Sometimes it is changing, just not on the Space you’re looking at.

  1. Put three fingers on the trackpad and swipe up to open Mission Control.
  2. At the top, hover over each desktop thumbnail.
  3. Right‑click a desktop thumbnail and choose “Change Desktop Background” from there.

If one Space reflects the change and another does not, set the same picture for each desktop or delete extra Spaces you do not use.


2. Reset only Dock & Spaces layout (surprisingly related)

Corrupted Mission Control / Spaces settings can interfere with desktop behavior.

  1. Open Terminal.
  2. Run:
    defaults delete com.apple.spaces
    killall Dock
    
  3. After Dock restarts, try changing the wallpaper again from System Settings > Wallpaper.

This will reset Spaces arrangements, not your files.


3. Look for login items or agents that reapply a wallpaper

Even if you do not remember installing a theme tool, a helper might be running.

  1. Apple menu > System Settings > General > Login Items.
  2. Under “Open at Login” and “Allow in the background,” remove or toggle off anything that sounds like:
    • “Theme”
    • “Wallpaper”
    • “Desktop”
    • “Display manager”
  3. Log out and back in, then try changing the wallpaper.

Some older utilities silently force a specific image at login.


4. Confirm the Display profile is not stuck mirroring something else

On multi‑monitor setups, you might be watching the “wrong” desktop.

  1. Go to System Settings > Displays.
  2. If you see multiple displays, temporarily turn off mirroring.
  3. Assign a different wallpaper to each display in the Wallpaper pane.

If only one screen won’t update, that points at a display‑specific quirk rather than a system‑wide bug.


5. Check if iCloud / user sync is fighting you

On Macs tied together with iCloud and similar settings sync, another machine can override visuals.

  1. On your Mac: System Settings > Apple ID.
  2. Temporarily sign out of iCloud (or disable any “Desktop & Documents” or settings sync options if visible).
  3. Reboot and try changing wallpaper again.

If it suddenly sticks, one of your other devices or a sync profile is pushing an older setting back.


6. Try a brand‑new local user and compare carefully

I slightly disagree with the idea that you should immediately jump to reinstalling macOS. A quicker and less disruptive test is:

  1. System Settings > Users & Groups.
  2. Create a new standard local user.
  3. Log in to that user and change the wallpaper.

If it works perfectly there, your main account has a corrupted preference or config.
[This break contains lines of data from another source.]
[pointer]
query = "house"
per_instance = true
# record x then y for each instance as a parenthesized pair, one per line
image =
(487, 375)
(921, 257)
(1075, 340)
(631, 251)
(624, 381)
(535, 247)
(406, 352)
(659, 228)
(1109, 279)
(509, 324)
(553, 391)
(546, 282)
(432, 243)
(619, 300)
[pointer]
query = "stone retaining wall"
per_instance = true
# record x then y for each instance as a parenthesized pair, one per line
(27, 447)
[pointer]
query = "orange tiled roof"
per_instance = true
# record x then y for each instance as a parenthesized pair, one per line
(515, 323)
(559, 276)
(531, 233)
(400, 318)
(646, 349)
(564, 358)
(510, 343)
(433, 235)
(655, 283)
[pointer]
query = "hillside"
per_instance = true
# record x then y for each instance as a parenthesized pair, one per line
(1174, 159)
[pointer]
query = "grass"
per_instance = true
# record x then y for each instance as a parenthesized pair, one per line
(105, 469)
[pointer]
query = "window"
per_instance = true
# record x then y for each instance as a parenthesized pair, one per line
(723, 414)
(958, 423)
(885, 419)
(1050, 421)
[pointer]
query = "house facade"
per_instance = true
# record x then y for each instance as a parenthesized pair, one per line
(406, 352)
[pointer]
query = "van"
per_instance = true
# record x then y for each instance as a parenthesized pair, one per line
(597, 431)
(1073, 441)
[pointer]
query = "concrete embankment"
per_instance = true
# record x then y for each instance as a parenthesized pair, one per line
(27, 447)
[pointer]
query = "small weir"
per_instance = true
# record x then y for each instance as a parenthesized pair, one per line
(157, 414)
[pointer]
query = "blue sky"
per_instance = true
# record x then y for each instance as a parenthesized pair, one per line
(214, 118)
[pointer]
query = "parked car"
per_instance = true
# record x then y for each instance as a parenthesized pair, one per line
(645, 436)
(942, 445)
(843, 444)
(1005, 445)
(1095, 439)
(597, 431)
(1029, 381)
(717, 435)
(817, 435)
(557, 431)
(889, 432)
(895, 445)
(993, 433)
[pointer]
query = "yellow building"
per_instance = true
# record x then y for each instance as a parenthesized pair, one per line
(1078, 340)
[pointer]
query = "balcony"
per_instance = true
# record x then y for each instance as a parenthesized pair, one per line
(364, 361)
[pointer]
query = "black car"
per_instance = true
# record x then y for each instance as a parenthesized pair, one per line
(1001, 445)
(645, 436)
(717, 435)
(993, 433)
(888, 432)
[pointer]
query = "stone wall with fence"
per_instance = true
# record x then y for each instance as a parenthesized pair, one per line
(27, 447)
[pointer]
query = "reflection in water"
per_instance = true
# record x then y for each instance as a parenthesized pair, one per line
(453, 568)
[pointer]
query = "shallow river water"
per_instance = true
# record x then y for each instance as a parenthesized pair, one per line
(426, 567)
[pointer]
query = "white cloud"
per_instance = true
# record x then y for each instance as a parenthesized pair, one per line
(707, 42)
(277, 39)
At that point, migrating files to the new account is often cleaner than a full OS reinstall.


7. About using external tools like “How To Change Wallpaper On Mac”

Some third‑party helpers (like guides, scripts, or small apps people label as “How To Change Wallpaper On Mac”) can simplify the process by giving you:

Pros

  • One‑click switching between multiple wallpapers.
  • Scheduled changes (time of day, random rotator).
  • Sometimes profile‑aware settings so work and home wallpapers differ automatically.

Cons

  • Can conflict with macOS own wallpaper handling and cause the “it keeps reverting” issue you are seeing.
  • Extra login items and background agents that complicate troubleshooting.
  • Occasionally abandoned by developers which makes them break after macOS updates.
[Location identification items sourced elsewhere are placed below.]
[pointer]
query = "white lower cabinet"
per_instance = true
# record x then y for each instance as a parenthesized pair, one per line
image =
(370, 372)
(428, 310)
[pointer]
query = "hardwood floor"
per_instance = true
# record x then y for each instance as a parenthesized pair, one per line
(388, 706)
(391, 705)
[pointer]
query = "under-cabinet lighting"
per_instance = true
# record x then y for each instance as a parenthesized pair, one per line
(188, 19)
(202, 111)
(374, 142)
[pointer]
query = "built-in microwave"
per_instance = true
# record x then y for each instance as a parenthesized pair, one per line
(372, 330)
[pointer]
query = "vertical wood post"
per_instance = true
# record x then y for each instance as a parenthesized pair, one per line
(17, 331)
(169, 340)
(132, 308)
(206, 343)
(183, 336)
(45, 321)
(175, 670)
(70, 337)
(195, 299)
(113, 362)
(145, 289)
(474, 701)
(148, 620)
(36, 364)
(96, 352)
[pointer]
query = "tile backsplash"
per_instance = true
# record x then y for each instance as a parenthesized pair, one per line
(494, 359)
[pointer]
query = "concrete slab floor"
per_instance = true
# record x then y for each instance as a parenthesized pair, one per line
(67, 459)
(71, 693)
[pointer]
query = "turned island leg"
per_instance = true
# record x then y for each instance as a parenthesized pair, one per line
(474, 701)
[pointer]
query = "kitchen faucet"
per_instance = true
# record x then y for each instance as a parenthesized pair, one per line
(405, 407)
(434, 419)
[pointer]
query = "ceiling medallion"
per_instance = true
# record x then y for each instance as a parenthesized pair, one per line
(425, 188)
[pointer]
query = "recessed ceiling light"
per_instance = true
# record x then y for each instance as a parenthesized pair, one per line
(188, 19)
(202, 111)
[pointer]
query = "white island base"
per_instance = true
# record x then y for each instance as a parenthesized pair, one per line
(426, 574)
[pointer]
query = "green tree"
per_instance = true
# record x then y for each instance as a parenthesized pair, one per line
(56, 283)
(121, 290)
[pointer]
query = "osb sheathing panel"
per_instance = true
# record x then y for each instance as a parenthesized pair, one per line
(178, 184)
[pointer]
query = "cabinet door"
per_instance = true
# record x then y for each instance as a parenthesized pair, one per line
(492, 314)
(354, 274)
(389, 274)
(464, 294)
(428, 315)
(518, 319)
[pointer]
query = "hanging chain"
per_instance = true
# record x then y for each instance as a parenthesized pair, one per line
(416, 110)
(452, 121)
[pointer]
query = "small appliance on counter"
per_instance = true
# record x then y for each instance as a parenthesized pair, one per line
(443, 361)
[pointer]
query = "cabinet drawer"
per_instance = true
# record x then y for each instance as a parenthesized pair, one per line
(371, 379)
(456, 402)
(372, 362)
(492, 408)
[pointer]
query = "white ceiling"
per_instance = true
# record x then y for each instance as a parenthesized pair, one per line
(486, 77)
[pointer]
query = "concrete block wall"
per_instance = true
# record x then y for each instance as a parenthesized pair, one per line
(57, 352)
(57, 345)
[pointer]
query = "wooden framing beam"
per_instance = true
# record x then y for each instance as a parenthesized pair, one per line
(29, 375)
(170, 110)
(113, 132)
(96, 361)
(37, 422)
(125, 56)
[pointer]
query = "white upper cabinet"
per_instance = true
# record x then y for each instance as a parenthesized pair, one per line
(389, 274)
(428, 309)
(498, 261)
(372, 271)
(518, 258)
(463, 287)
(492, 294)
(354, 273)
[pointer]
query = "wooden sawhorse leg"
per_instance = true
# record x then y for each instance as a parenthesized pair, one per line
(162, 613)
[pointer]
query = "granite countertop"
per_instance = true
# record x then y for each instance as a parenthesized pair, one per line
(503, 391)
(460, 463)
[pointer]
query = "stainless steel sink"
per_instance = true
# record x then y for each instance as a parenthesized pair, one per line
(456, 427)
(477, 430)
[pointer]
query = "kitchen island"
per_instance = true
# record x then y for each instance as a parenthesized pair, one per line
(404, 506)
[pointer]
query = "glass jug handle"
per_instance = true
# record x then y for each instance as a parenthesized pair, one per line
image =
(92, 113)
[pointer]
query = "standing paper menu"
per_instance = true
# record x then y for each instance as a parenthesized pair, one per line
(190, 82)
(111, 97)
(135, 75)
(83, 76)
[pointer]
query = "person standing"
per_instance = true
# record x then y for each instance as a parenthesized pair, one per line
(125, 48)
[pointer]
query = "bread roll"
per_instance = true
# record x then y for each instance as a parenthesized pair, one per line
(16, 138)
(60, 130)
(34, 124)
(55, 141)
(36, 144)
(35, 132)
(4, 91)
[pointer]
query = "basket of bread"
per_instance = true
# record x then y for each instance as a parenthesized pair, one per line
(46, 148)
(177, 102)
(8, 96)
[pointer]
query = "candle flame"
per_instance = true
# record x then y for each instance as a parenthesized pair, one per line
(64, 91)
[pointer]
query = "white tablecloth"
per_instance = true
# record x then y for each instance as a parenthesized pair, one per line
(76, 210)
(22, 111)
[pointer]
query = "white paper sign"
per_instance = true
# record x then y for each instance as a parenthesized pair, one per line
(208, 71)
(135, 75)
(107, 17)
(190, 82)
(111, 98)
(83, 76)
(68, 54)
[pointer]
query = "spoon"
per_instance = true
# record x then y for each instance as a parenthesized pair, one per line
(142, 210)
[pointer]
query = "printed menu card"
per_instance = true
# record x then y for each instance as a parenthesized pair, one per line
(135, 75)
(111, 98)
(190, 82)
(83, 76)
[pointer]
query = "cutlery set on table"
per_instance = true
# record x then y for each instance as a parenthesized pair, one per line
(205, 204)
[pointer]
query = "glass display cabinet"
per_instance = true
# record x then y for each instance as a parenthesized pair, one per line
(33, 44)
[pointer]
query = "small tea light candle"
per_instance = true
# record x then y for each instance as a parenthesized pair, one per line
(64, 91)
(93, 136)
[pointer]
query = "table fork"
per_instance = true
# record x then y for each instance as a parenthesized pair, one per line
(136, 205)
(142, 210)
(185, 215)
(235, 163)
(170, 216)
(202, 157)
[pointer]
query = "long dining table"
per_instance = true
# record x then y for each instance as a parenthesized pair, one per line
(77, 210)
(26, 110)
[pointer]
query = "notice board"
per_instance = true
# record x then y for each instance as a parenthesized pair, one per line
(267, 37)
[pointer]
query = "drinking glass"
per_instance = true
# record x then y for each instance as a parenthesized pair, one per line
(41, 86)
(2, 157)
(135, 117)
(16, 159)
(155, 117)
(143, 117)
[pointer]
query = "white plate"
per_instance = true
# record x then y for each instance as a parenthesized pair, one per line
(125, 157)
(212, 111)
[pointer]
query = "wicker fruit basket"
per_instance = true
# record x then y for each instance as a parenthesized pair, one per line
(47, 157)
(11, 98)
If you use anything like that, try disabling or uninstalling it while you debug. The built‑in tools are enough for most people.
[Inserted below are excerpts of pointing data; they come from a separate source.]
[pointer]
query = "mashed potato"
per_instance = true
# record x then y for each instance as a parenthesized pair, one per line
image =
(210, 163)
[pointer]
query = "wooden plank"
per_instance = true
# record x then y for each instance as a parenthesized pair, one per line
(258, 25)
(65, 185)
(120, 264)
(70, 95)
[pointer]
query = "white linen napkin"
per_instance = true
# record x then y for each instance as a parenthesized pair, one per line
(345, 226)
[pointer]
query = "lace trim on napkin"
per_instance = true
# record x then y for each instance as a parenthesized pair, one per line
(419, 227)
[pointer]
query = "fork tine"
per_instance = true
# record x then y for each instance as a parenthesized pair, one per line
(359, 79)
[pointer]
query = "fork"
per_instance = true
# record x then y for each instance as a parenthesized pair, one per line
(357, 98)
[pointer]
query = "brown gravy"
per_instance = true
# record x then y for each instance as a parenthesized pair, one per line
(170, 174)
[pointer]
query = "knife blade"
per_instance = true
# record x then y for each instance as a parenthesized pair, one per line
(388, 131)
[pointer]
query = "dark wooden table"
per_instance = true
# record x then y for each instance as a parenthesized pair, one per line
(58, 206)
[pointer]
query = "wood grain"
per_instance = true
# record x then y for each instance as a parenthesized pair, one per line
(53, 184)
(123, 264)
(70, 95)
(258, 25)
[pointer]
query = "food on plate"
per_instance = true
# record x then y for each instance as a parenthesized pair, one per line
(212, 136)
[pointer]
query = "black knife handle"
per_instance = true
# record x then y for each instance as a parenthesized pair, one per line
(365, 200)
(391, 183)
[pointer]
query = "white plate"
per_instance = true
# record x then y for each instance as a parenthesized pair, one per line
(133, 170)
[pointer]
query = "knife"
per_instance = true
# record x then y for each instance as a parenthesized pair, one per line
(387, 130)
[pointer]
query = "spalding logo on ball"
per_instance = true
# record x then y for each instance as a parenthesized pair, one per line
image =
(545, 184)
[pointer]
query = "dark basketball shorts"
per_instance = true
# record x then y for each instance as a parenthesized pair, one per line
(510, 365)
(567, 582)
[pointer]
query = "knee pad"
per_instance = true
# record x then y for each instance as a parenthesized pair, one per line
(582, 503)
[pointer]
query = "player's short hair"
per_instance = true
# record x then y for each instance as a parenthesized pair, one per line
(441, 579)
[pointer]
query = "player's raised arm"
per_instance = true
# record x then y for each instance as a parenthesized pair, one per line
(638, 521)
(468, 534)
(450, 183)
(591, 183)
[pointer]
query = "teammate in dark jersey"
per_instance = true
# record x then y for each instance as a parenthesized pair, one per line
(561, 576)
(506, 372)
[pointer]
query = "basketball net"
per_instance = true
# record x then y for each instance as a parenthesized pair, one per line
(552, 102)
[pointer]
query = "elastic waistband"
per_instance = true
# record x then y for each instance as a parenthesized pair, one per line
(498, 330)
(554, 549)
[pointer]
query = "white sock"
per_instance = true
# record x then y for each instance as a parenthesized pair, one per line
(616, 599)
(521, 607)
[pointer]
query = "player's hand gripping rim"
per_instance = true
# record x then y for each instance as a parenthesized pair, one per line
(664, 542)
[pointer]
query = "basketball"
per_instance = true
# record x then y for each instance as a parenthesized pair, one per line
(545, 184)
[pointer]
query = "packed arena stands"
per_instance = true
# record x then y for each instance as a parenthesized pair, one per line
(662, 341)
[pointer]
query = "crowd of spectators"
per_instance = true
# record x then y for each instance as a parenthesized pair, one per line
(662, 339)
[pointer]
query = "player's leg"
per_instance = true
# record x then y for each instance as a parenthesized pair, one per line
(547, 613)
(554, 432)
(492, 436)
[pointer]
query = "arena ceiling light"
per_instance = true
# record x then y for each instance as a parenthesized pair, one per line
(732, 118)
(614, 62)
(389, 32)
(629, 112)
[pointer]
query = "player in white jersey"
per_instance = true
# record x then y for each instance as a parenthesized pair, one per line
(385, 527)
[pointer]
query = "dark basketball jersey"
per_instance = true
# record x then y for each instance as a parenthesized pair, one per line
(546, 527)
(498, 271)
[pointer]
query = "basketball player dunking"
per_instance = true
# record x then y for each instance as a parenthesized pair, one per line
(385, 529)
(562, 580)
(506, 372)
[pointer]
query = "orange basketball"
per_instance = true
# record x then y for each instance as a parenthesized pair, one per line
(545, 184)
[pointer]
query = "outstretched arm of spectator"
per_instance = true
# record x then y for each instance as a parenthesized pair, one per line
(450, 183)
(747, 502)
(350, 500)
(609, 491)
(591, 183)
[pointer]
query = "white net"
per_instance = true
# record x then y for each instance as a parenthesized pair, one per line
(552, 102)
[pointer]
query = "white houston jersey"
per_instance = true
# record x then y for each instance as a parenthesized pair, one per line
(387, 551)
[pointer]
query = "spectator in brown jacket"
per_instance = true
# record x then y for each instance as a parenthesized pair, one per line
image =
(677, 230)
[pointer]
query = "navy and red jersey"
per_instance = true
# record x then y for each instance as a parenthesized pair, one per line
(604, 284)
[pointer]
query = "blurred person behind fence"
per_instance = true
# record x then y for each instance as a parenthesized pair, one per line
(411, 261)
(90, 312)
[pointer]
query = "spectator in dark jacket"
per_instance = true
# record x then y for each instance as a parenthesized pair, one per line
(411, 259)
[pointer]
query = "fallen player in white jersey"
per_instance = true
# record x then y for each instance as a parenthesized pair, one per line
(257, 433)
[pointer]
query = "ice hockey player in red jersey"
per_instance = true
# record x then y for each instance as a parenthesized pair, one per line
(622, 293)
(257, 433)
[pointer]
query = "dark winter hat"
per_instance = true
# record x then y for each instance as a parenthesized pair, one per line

If you systematically try: new user, no login items, no extra Spaces, no sync, and it still refuses to change on any account, then you are probably staring at either a very odd filesystem permissions issue or a rare macOS bug. At that point, I would consider backing up with Time Machine and then doing a clean macOS reinstall rather than endlessly chasing prefs files.